An ill-conceived "trickle-down theory," Tom Petruno's column is typical of the securities industry's shortsightedness and blind faith in a capital gains tax cut.

As a historical example, Petruno cites that in the past, income tax rates have been much higher, yet the capital gains tax was only 25%.

Yet the 1986 tax reform that lowered income tax rates overall while taxing capital gains at the usual rates has served us well. It has vastly diminished the unproductive industry of tax shelters, tax lawyers, accountants and unproductive tax loophole investments such as windmills and oil depletion allowances.

A capital gains tax cut will increase the already Gargantuan federal budget deficit. Who's going to bear most of the burden of that increased federal budget deficit? Middle-class taxpayers.

In the end, all of us pay for that deficit, including investors, and particularly those new industries being sapped of capital that's used instead for interest and debt on the deficit. Supply-side economics has proven to be a failure.

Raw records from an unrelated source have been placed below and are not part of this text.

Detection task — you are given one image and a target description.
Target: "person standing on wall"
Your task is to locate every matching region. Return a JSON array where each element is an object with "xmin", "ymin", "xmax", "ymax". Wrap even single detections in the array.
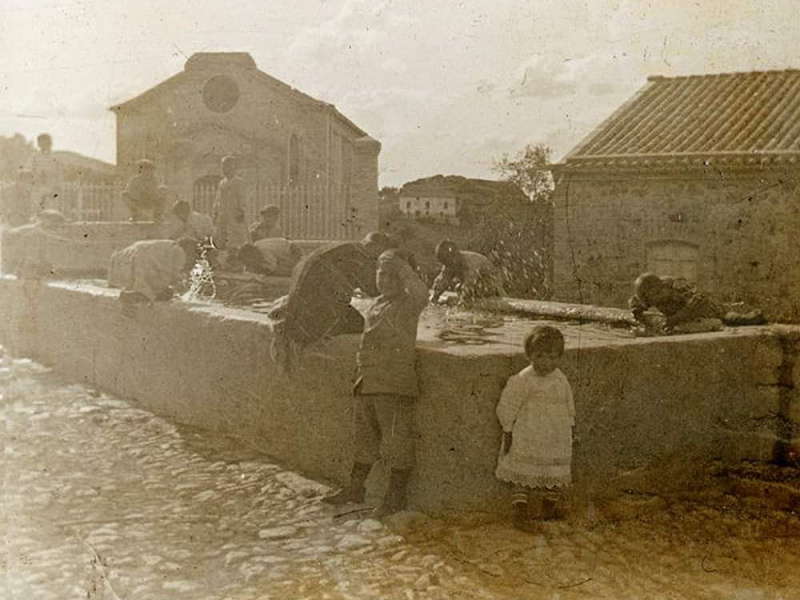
[
  {"xmin": 322, "ymin": 249, "xmax": 429, "ymax": 518},
  {"xmin": 30, "ymin": 133, "xmax": 64, "ymax": 214},
  {"xmin": 213, "ymin": 156, "xmax": 249, "ymax": 267}
]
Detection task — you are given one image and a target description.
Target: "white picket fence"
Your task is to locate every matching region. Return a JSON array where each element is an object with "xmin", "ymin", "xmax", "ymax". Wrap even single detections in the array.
[
  {"xmin": 19, "ymin": 181, "xmax": 355, "ymax": 240},
  {"xmin": 54, "ymin": 182, "xmax": 121, "ymax": 222},
  {"xmin": 194, "ymin": 181, "xmax": 356, "ymax": 240}
]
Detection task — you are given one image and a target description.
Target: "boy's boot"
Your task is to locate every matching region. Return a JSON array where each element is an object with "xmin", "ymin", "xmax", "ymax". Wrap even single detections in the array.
[
  {"xmin": 373, "ymin": 468, "xmax": 411, "ymax": 519},
  {"xmin": 322, "ymin": 462, "xmax": 372, "ymax": 505}
]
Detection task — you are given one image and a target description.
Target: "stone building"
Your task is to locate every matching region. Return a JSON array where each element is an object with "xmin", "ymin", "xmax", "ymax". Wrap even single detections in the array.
[
  {"xmin": 552, "ymin": 70, "xmax": 800, "ymax": 322},
  {"xmin": 110, "ymin": 52, "xmax": 380, "ymax": 238}
]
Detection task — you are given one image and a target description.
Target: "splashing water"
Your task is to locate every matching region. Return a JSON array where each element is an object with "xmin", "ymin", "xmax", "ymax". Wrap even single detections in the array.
[
  {"xmin": 426, "ymin": 301, "xmax": 506, "ymax": 345},
  {"xmin": 181, "ymin": 252, "xmax": 216, "ymax": 302}
]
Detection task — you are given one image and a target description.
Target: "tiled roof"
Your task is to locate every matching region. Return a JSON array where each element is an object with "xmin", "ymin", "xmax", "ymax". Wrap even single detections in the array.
[{"xmin": 561, "ymin": 69, "xmax": 800, "ymax": 171}]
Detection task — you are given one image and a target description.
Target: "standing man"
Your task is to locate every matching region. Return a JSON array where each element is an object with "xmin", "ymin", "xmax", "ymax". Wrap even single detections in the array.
[
  {"xmin": 213, "ymin": 156, "xmax": 249, "ymax": 261},
  {"xmin": 30, "ymin": 133, "xmax": 64, "ymax": 214}
]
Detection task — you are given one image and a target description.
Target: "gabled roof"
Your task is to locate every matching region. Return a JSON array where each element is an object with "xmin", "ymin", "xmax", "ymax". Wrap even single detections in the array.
[
  {"xmin": 560, "ymin": 69, "xmax": 800, "ymax": 171},
  {"xmin": 109, "ymin": 52, "xmax": 367, "ymax": 138}
]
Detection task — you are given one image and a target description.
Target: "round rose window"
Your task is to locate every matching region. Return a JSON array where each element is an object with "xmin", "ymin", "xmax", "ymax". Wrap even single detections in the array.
[{"xmin": 202, "ymin": 75, "xmax": 240, "ymax": 113}]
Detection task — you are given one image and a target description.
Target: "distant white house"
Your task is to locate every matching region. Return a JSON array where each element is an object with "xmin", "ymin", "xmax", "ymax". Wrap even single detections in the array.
[
  {"xmin": 398, "ymin": 175, "xmax": 521, "ymax": 225},
  {"xmin": 399, "ymin": 194, "xmax": 458, "ymax": 223}
]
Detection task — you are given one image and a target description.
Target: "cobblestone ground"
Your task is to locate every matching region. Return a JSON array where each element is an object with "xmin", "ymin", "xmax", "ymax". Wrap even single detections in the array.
[{"xmin": 3, "ymin": 355, "xmax": 800, "ymax": 600}]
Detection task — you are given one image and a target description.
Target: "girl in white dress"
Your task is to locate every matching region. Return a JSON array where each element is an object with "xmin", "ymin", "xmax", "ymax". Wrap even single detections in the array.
[{"xmin": 496, "ymin": 325, "xmax": 575, "ymax": 531}]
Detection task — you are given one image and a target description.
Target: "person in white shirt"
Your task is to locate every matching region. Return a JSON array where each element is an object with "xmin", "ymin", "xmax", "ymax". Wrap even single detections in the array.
[
  {"xmin": 108, "ymin": 238, "xmax": 199, "ymax": 303},
  {"xmin": 496, "ymin": 325, "xmax": 575, "ymax": 531}
]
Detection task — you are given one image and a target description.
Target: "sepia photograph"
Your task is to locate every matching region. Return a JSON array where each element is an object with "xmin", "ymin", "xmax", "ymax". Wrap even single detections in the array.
[{"xmin": 1, "ymin": 1, "xmax": 800, "ymax": 598}]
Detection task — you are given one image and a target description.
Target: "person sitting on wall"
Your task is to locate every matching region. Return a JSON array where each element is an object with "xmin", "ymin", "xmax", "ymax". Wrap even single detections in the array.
[
  {"xmin": 165, "ymin": 199, "xmax": 215, "ymax": 242},
  {"xmin": 107, "ymin": 238, "xmax": 200, "ymax": 304},
  {"xmin": 1, "ymin": 209, "xmax": 68, "ymax": 279},
  {"xmin": 322, "ymin": 249, "xmax": 429, "ymax": 518},
  {"xmin": 1, "ymin": 169, "xmax": 34, "ymax": 228},
  {"xmin": 122, "ymin": 159, "xmax": 165, "ymax": 222},
  {"xmin": 430, "ymin": 240, "xmax": 506, "ymax": 304},
  {"xmin": 249, "ymin": 205, "xmax": 281, "ymax": 243},
  {"xmin": 238, "ymin": 238, "xmax": 304, "ymax": 277},
  {"xmin": 629, "ymin": 272, "xmax": 766, "ymax": 335},
  {"xmin": 268, "ymin": 232, "xmax": 394, "ymax": 370}
]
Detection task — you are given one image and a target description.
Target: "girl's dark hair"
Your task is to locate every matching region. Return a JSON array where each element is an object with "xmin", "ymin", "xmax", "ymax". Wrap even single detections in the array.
[{"xmin": 523, "ymin": 325, "xmax": 565, "ymax": 358}]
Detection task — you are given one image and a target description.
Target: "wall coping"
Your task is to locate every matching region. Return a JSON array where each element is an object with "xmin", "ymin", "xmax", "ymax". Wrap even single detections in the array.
[{"xmin": 12, "ymin": 276, "xmax": 783, "ymax": 358}]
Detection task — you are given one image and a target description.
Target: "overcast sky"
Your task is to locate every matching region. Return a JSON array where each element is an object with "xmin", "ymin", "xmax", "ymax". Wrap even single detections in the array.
[{"xmin": 2, "ymin": 0, "xmax": 799, "ymax": 186}]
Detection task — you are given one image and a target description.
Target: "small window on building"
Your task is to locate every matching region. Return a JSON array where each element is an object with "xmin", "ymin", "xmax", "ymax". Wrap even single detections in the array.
[
  {"xmin": 406, "ymin": 201, "xmax": 411, "ymax": 209},
  {"xmin": 425, "ymin": 200, "xmax": 430, "ymax": 209},
  {"xmin": 443, "ymin": 201, "xmax": 449, "ymax": 210},
  {"xmin": 414, "ymin": 210, "xmax": 421, "ymax": 217}
]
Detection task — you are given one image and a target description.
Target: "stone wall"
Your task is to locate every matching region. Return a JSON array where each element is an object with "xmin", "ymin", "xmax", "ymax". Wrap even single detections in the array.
[
  {"xmin": 552, "ymin": 168, "xmax": 800, "ymax": 322},
  {"xmin": 1, "ymin": 277, "xmax": 796, "ymax": 513}
]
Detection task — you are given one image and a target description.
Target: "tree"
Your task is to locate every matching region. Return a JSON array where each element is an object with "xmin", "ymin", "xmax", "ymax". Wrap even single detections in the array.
[
  {"xmin": 378, "ymin": 186, "xmax": 402, "ymax": 226},
  {"xmin": 488, "ymin": 143, "xmax": 556, "ymax": 298},
  {"xmin": 492, "ymin": 143, "xmax": 554, "ymax": 204}
]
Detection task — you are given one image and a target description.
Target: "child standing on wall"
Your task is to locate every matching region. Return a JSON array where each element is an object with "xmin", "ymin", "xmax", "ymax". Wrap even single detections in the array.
[{"xmin": 496, "ymin": 325, "xmax": 575, "ymax": 532}]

Petruno fails to recognize that the President--and Congress--have better ways to encourage individuals to save and invest. The most noteworthy is to expand the uses of IRAs, the only tax credit available to much of the middle class.

A reduced capital gains tax serves only one purpose: it transfers wealth to the very rich at the expense of the ever-growing federal budget deficit. It does nothing to encourage more savings and investment among the middle class.